Young also cautions that the reliability estimates don't take into account the aging of the shuttle fleet, which is expected to remain in service for at least another 10 years, and possibly longer.  Even now, post-flight inspections of the shuttle orbiter have revealed corrosion, wiring problems, and other signs of wear and tear, requiring painstaking inspections and repairs.  "Every time we fly, we discover something that, sometimes, we wish we didn't know it," Young says.  "But that's just the way the business is."

And despite the continuing risks of their profession, astronauts still say the experience of flying into space is worth it.  "You're on your way to the best ride in Disneyland," says Hoot Gibson.  As soon as he reached orbit on his first space mission in 1984, says Gibson, "I remember thinking to myself two things, one of them being, 'Oh, man, we made it!  We made it all the way to cut-off!'  And the second one was, 'Wow!  I wanna go do that again!'  I hadn't been there ten seconds, and I'm saying to myself, 'I wanna go do that again.'"
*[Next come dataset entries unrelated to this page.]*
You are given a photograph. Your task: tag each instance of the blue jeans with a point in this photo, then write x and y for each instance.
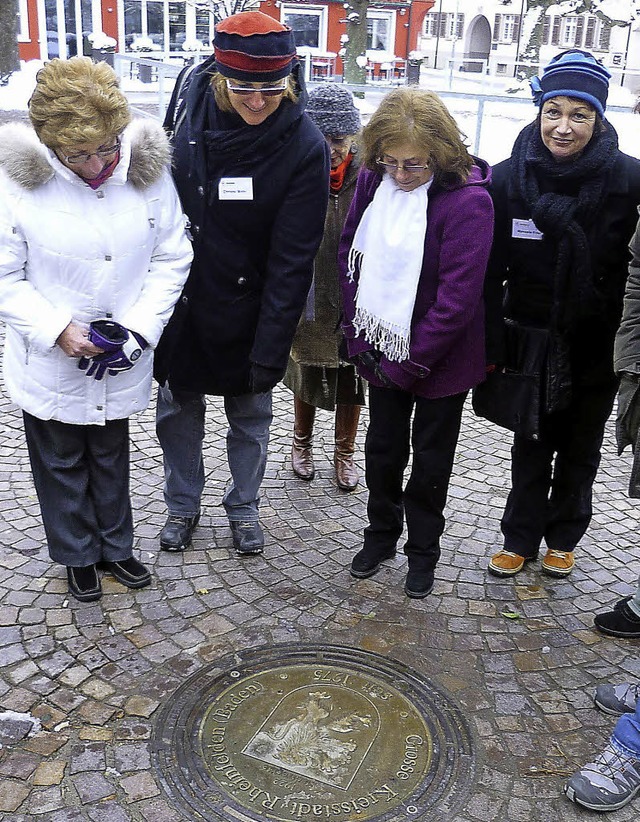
(626, 734)
(180, 429)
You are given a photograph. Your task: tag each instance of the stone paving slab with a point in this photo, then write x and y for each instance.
(519, 657)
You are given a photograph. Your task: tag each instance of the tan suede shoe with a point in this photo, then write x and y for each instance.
(558, 563)
(507, 564)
And unlike Glenn, who had to wait 36 years for his return to space, most shuttle astronauts have racked up several trips into orbit.  "Back in the old days," says Hoot Gibson, "if you had an astronaut that had flown three times, man, he was the incredible tsar of space.  That was really incredible to actually get to fly that many times, three times.  And you know I'll bet half of our astronaut corps has three flights.  And I got to go five times."
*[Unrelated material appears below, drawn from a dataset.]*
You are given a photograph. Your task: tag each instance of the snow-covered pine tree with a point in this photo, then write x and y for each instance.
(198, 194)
And unlike Glenn, who had no one to share his experience with but himself, shuttle flights carry up to seven astronauts ­ a fact that former astronaut Jay Apt says was a distinct improvement.  His first mission, Apt says, "was tremendously enhanced by the fact that we were all close friends.  And we increased greatly each other's enjoyment of the experience of spaceflight.  So actually, I think it's much better than a solo flight.  Being able to share the experience just gets [everything] to a new level." 

That's something Glenn found out for himself when he made a second spaceflight, at age 77, aboard the space shuttle Discovery in 1998.  By that time, NASA was poised to begin assembling the International Space Station, which represents the immediate future of Americans in orbit.  Right now, with billions of dollars in budget overruns hanging over the station program, that future is uncertain.  But it's a sure bet that forty years from now, whatever happens in space, Americans will still be looking back at the historic flight of Friendship 7 as the moment when it all began.